Maybe it’s something in the water in Rome, with that la dolce vita lifestyle. It’s not like the U.S., where everything is wanted on the double and there are reporters from CNN, all the major networks, and every newspaper, not to mention 200 bloggers from every working print or broadcast journalist, knocking on the door of an archdiocesan spokesman the second there’s a problem.

In contrast, think of Pope John XXIII’s reported wisecrack to a reporter who inquired how many people worked at the Vatican: “About half,” he answered.

That same unhurried pace, that “We’re the Eternal City, don’t you know that?” vibe probably lay behind the Vatican’s languid response to the sexual-abuse scandal that rocked the Church in America a half dozen years ago.

I’m not one of those people who think that the Church should change its mind instantly or that it even must abide by whatever most of its members think at any one time. (Would you want interpretations of the Gospels based on what pollsters like Dick Morris think is advisable?)

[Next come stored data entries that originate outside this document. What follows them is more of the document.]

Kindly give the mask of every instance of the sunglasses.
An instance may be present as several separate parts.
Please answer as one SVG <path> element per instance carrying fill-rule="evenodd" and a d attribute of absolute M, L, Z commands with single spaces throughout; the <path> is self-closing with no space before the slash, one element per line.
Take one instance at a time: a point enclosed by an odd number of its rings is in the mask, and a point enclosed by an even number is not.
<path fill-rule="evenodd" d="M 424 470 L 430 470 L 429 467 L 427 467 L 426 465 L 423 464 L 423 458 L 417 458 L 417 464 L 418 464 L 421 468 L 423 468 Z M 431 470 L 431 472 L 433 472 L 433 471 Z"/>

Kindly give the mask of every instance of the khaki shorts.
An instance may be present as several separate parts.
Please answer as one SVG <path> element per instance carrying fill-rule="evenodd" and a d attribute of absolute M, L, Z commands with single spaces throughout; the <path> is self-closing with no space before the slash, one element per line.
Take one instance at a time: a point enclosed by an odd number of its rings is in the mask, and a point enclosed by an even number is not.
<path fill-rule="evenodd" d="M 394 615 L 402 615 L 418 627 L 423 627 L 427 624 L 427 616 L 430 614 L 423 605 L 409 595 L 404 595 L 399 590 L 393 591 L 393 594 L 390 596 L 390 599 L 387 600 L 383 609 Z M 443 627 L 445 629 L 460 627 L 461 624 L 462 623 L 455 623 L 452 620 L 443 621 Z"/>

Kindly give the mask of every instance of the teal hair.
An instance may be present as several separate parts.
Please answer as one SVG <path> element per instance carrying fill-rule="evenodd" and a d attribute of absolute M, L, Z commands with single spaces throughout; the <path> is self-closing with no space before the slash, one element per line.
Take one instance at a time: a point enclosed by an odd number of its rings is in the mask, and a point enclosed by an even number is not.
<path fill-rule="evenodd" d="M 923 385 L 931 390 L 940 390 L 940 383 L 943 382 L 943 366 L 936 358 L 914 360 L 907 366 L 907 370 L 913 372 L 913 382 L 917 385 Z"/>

There is a real danger to the Church shifting like a weathervane, a possibility imagined, to stunning effect, in Brian Moore’s 1972 novel Catholics and the excellent television adaptation of it the next year starring Trevor Howard, Martin Sheen and Cyril Cusack. Moore had broken away from the Churcyh of his youth. Yet in the alternative future he imagined, after “Vatican IV,” the Church has not only embraced the Mass said in the vernacular, but also rejected the doctrine of transubstantiation (here, understood to be symbolic) and become more of a social-revolutionary organization that one bent on the saving of souls.

And yet, you have to ask whether the Vatican’s extremely deliberative M.O. has not left Pope Benedict in the same position as Cardinal Wolsey’s in Shakespeare’s Henry VIII—i.e., lamenting that he has been left “naked to mine enemies.”

For reasons of organizational, national and personal history, this pope has no margin for error for either the larger issue of Vatican-Jewish relations or the particular issue of the Holocaust:

* The longstanding anti-Semitism passed down, well into the 20th century, to many members of the Church;

* The heavy responsibility of Germany—the pope’s native country—for the Holocaust; and

* Benedict’s membership in the Hitler Youth as a teenager.

It does not matter that Benedict and his family, by most reliable accounts, were anti-Nazi; that membership in the Hitler Youth was mandatory; that Benedict was drafted into the German armed forces against his will, when he was enrolled in a seminary; and that he deserted from the German Army the first chance he had. He will get no pass from large elements of the left, even if some of them (notably John Irving) gave one to novelist Gunter Grass for his patent dishonesty in hiding his SS membership for six decades after the war.

This latest controversy has led to a hitherto-unimagined finger-pointing about who was responsible for not alerting Benedict to Williamson’s long and bizarre history.

Even if you agree, though, that Benedict could have been prepared better for this, you’re left to ask why he keeps getting bogged down in brouhahas like this or the one involving Islam three years ago. He comes across as someone far more comfortable in the groves of academe than as the leader of a worldwide, ancient organization constantly under the microscope.

Consalvi’s statement at the top of this post is a reminder that the Church has been through difficulties as bad—or worse—than the current one. But it’s also a reminder that the highest reaches of the Church have greater opportunity to scandalize than any of its members.

Williamson—and, unfortunately, through his cluelessness, Benedict—have bewildered, embarrassed, and horrified many Catholics who had hoped to turn the page on the darkest chapter in the Church’s history: the anti-Semitism embodied in the deicide charges against the Jews. Why is the hierarchy quicker to find out about renegade ordinations of women priests than they are about something right under its nose: a real church renegade like Williamson who rejects Vatican II’s belated but welcome denunciation of anti-Semitism?